Personal information
- Born: December 15, 1981 (age 43) Saginaw, Michigan, U.S.
- Height: 5 ft 11 in (1.80 m)
- Weight: 200 lb (91 kg)

Career information
- College: Eastern Michigan
- NFL draft: 2006: undrafted

Career history
- Cleveland Browns (2006); Miami Dolphins (2007); Cleveland Browns (2008)*;
- * Offseason and/or practice squad member only

Career NFL statistics
- Total tackles: 21
- Fumble recoveries: 1
- Pass deflections: 5
- Stats at Pro Football Reference

= Jereme Perry =

American football player (born 1981)

Jereme Jovon Perry (born December 15, 1981) is an American former professional football player who was a cornerback in the National Football League (NFL). He played college football for the Eastern Michigan Eagles and was signed by the Cleveland Browns as an undrafted free agent in 2006.

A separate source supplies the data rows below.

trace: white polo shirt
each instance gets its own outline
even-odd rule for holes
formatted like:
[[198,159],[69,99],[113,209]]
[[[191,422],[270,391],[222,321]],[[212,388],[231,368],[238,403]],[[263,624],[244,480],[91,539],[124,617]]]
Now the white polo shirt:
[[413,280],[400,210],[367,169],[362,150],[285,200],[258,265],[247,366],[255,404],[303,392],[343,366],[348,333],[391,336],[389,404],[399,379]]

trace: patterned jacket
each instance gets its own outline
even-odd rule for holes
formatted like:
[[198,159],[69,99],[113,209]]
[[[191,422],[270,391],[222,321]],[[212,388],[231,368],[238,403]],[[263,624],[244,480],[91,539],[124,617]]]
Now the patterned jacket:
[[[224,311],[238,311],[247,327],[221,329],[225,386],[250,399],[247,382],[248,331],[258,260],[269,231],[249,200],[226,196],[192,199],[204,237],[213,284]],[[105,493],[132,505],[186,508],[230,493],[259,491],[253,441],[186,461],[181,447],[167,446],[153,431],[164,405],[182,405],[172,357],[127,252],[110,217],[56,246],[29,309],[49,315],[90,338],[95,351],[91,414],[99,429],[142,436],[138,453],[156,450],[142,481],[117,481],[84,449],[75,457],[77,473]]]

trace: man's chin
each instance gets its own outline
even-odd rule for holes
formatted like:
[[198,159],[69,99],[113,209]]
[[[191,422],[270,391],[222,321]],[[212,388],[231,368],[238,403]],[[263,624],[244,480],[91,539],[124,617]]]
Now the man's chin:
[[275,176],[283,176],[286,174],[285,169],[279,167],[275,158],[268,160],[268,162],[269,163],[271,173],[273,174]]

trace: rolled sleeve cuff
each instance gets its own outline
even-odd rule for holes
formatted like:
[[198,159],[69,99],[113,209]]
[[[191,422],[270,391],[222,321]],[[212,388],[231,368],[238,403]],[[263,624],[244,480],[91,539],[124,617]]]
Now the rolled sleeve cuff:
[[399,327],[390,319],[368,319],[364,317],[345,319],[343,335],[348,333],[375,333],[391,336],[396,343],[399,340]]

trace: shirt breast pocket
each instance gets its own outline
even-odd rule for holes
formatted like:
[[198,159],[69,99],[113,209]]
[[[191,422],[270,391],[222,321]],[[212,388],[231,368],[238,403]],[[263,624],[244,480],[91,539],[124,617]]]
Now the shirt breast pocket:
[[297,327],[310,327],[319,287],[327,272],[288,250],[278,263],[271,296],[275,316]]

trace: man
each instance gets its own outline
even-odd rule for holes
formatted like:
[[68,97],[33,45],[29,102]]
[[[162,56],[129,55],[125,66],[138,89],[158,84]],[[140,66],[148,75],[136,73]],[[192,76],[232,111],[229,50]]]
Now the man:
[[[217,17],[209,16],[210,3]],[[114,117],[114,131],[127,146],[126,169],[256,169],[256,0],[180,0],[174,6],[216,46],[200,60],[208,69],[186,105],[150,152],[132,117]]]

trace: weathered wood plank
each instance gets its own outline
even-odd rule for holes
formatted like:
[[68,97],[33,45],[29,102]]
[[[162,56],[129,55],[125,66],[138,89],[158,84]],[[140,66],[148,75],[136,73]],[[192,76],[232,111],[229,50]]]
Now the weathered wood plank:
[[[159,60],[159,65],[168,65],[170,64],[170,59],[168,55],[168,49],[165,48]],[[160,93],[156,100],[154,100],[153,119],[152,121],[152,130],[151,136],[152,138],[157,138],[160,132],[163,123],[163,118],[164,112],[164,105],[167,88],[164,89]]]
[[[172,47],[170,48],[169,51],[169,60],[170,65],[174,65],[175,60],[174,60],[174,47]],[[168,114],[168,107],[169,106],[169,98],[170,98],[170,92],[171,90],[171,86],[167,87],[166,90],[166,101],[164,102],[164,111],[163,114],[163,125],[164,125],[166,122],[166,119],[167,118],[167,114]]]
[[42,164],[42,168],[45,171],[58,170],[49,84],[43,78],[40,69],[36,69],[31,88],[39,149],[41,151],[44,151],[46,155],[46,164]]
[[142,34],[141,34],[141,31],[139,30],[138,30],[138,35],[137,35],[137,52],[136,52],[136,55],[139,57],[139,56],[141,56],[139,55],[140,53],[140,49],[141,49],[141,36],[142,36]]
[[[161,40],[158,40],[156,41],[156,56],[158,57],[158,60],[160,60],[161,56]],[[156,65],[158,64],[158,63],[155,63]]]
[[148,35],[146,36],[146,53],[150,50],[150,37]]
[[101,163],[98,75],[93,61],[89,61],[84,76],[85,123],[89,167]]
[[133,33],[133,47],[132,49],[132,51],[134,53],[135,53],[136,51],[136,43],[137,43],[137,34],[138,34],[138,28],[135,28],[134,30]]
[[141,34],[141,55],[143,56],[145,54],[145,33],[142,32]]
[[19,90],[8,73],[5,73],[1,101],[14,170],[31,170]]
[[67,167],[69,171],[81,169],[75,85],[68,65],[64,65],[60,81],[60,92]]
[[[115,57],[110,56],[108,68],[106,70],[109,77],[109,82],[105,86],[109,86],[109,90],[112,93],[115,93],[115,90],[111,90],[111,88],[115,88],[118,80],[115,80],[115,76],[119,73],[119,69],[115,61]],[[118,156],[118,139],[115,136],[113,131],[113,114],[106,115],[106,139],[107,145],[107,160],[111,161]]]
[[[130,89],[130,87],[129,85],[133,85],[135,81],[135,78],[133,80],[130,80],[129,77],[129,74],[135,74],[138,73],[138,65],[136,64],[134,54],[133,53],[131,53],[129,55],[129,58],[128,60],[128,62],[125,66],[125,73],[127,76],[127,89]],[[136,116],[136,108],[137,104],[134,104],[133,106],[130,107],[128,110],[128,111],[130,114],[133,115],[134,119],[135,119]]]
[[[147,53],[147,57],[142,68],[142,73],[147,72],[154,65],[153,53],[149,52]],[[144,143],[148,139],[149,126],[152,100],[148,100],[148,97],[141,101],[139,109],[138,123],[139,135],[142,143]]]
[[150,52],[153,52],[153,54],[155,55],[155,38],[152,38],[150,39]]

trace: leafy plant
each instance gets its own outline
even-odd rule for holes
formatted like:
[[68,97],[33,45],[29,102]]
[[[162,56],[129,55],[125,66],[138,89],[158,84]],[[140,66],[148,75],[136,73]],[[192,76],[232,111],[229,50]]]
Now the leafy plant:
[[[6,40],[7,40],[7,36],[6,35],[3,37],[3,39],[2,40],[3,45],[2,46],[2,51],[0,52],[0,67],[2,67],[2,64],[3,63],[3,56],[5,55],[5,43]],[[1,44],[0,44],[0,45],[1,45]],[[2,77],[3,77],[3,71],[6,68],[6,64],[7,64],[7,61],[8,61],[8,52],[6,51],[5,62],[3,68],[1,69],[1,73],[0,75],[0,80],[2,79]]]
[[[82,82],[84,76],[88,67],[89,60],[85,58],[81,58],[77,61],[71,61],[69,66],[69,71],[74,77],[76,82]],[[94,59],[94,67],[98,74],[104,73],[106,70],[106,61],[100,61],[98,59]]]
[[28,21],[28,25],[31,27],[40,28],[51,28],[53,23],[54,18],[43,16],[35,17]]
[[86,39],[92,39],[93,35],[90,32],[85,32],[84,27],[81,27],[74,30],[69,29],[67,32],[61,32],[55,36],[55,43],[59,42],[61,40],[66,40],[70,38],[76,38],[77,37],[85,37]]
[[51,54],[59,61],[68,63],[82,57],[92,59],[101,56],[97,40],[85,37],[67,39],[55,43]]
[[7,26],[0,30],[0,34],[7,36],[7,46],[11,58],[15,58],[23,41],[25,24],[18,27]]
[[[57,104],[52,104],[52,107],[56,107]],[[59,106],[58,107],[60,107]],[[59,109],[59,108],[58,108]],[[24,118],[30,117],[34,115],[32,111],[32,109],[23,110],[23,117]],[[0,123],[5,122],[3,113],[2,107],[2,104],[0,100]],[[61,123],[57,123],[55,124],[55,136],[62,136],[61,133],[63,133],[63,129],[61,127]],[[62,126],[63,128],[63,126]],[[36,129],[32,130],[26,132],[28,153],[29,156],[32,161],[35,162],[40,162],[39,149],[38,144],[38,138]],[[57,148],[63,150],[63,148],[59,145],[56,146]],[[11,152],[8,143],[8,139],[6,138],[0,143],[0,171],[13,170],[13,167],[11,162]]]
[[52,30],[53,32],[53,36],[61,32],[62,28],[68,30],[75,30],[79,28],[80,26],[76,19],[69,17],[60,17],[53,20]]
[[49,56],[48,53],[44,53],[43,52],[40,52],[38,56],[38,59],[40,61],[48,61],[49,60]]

Perry also played for the Miami Dolphins.

==Early life==
Perry attended Buena Vista High School where he lettered three years in football and four years in track. He earned all-area honors in football his final two seasons. He holds the Buena Vista record for a 97-yard rush from the line of scrimmage. He also holds ranks in the top in career rushing and interceptions.

==College career==
Perry attended Eastern Michigan University from 2001-2005. He played 32 games for the Eagles and lettered three years in his career. He was named Eastern's Most Improved Back in 2003. He recorded 30 tackles and forced two fumbles in 2004. He missed his sophomore season in 2002 with a ruptured spleen. He started as a "true" freshman in 2001 and earned a letter. He garnered honors from the university such as Special Teams and Defensive Players of the Week.

==Professional career==

===First stint with Browns===
Perry was signed as an undrafted rookie free agent in spring 2006. After being signed to the practice squad in September, he found himself starting in October after the injuries to Browns starters Leigh Bodden and Daven Holly. His accomplishments are not numerous for the Browns. However, in Week 10, he recovered a Michael Vick fumble to seal the Browns' third victory of the season—redemption after being burned on a 55-yard pass from Vick to receiver Roddy White two plays previous.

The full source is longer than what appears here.